This is the hardest letter I ever wrote, but I have decided what I must do, and there isn’t going to be any turning back. It is very sweet and generous and dear of you to wish to send me to Europe this summer—for the moment I was intoxicated by the idea; but sober second thoughts said no. It would be rather illogical of me to refuse to take your money for college, and then use it instead just for amusement! You mustn’t get me used to too many luxuries. One doesn’t miss what one has never had; but it’s awfully hard going without things after one has commenced thinking they are his— hers (English language needs another pronoun) by natural right. Living with Sallie and Julia is an awful strain on my stoical philosophy. They have both had things from the time they were babies; they accept happiness as a matter of course. The World, they think, owes them everything they want. Maybe the World does—in any case, it seems to acknowledge the debt and pay up. But as for me, it owes me nothing, and distinctly told me so in the beginning. I have no right to borrow on credit, for there will come a time when the World will repudiate my claim.
I seem to be floundering in a sea of metaphor—but I hope you grasp my meaning?
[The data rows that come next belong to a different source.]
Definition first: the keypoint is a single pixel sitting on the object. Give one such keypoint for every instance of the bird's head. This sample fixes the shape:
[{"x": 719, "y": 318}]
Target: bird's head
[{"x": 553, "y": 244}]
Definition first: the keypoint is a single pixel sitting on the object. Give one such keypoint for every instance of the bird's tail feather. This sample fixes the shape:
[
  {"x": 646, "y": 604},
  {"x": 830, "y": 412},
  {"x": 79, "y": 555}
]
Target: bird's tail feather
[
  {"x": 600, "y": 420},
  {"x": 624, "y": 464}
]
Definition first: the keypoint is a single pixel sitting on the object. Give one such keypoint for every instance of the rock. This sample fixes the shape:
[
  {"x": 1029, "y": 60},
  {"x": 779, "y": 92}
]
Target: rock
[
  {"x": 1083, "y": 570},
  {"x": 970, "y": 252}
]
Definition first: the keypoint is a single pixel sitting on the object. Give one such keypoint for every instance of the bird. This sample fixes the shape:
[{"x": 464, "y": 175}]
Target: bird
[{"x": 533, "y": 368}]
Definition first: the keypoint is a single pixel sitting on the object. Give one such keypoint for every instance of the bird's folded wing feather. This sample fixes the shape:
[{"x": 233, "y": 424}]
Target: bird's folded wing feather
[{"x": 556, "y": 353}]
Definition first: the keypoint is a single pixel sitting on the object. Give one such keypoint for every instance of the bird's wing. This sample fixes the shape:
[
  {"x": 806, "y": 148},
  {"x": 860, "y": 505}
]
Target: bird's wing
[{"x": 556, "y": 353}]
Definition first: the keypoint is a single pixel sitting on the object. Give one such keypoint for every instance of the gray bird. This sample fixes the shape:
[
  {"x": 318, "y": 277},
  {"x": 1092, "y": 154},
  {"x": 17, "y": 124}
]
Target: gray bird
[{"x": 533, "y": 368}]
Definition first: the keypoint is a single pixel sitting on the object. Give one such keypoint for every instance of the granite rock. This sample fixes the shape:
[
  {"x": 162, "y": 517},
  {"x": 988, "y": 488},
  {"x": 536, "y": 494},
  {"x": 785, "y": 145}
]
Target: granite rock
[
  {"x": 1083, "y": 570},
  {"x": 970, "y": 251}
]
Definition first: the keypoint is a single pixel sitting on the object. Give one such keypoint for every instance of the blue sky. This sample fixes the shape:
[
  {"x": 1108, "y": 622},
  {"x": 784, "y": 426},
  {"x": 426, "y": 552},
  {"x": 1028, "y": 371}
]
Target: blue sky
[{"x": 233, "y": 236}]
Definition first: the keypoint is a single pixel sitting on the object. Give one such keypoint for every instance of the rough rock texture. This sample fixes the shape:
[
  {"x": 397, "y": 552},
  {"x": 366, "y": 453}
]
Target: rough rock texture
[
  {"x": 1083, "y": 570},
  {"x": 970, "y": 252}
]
Anyway, I have a very strong feeling that the only honest thing for me to do is to teach this summer and begin to support myself.
Magnolia,
Four
days later
I’d got just that much written, when—what do you think happened? The maid arrived with Master Jervie’s card. He is going abroad too this summer; not with Julia and her family, but entirely by himself I told him that you had invited me to go with a lady who is chaperoning a party of girls. He knows about you, Daddy. That is, he knows that my father and mother are dead, and that a kind gentleman is sending me to college; I simply didn’t have the courage to tell him about the John Grier Home and all the rest. He thinks that you are my guardian and a perfectly legitimate old family friend. I have never told him that I didn’t know you—that would seem too queer!
Anyway, he insisted on my going to Europe. He said that it was a necessary part of my education and that I mustn’t think of refusing. Also, that he would be in Paris at the same time, and that we would run away from the chaperon occasionally and have dinner together at nice, funny, foreign restaurants.
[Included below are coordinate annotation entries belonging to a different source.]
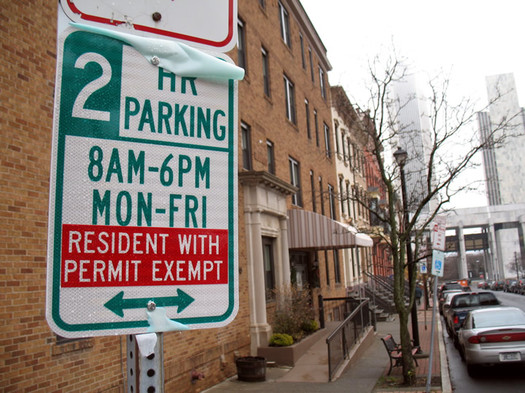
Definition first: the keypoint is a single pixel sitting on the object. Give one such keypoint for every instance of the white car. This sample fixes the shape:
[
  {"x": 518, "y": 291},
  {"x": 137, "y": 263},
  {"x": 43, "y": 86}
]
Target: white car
[{"x": 492, "y": 335}]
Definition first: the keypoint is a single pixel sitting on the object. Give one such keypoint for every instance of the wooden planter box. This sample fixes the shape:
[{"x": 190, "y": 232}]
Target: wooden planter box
[{"x": 288, "y": 356}]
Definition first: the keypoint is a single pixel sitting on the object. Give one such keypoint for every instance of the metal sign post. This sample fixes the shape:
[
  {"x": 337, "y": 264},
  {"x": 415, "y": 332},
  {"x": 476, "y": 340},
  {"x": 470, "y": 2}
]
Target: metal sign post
[{"x": 438, "y": 262}]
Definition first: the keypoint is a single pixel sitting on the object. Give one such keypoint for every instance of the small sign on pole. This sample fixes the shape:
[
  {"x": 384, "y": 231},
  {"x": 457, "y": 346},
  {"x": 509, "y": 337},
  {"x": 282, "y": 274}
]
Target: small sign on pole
[
  {"x": 439, "y": 233},
  {"x": 437, "y": 262}
]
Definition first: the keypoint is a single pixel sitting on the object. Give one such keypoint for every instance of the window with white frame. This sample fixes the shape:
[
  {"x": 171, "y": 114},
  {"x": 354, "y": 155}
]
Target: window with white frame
[
  {"x": 285, "y": 25},
  {"x": 321, "y": 83},
  {"x": 266, "y": 72},
  {"x": 327, "y": 146},
  {"x": 241, "y": 45},
  {"x": 295, "y": 180},
  {"x": 289, "y": 96},
  {"x": 246, "y": 146},
  {"x": 331, "y": 201},
  {"x": 270, "y": 152}
]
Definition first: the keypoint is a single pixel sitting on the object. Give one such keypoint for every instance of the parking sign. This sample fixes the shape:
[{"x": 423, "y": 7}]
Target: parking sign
[{"x": 143, "y": 193}]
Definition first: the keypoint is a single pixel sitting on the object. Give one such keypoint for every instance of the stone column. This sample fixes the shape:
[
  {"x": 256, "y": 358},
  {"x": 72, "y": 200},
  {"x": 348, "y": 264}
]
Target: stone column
[
  {"x": 285, "y": 254},
  {"x": 494, "y": 249},
  {"x": 259, "y": 328},
  {"x": 463, "y": 270}
]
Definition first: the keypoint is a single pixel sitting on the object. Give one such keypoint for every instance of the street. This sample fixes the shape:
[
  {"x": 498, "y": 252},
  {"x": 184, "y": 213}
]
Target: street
[{"x": 503, "y": 379}]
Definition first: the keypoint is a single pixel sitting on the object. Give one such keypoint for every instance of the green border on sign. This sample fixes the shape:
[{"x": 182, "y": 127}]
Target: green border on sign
[{"x": 77, "y": 43}]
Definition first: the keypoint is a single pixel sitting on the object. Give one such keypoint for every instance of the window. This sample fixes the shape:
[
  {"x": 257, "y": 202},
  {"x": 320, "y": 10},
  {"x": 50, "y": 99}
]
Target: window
[
  {"x": 337, "y": 269},
  {"x": 343, "y": 144},
  {"x": 295, "y": 180},
  {"x": 270, "y": 156},
  {"x": 349, "y": 151},
  {"x": 348, "y": 199},
  {"x": 269, "y": 268},
  {"x": 331, "y": 201},
  {"x": 316, "y": 121},
  {"x": 312, "y": 187},
  {"x": 321, "y": 83},
  {"x": 285, "y": 25},
  {"x": 241, "y": 45},
  {"x": 289, "y": 96},
  {"x": 327, "y": 141},
  {"x": 336, "y": 128},
  {"x": 327, "y": 268},
  {"x": 246, "y": 146},
  {"x": 303, "y": 59},
  {"x": 307, "y": 110},
  {"x": 321, "y": 193},
  {"x": 311, "y": 64},
  {"x": 266, "y": 72},
  {"x": 342, "y": 193}
]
Well, Daddy, it did appeal to me! I almost weakened; if he hadn’t been so dictatorial, maybe I should have entirely weakened. I can be enticed step by step, but I won’t be forced. He said I was a silly, foolish, irrational, quixotic, idiotic, stubborn child (those are a few of his abusive adjectives; the rest escape me), and that I didn’t know what was good for me; I ought to let older people judge. We almost quarrelled—I am not sure but that we entirely did!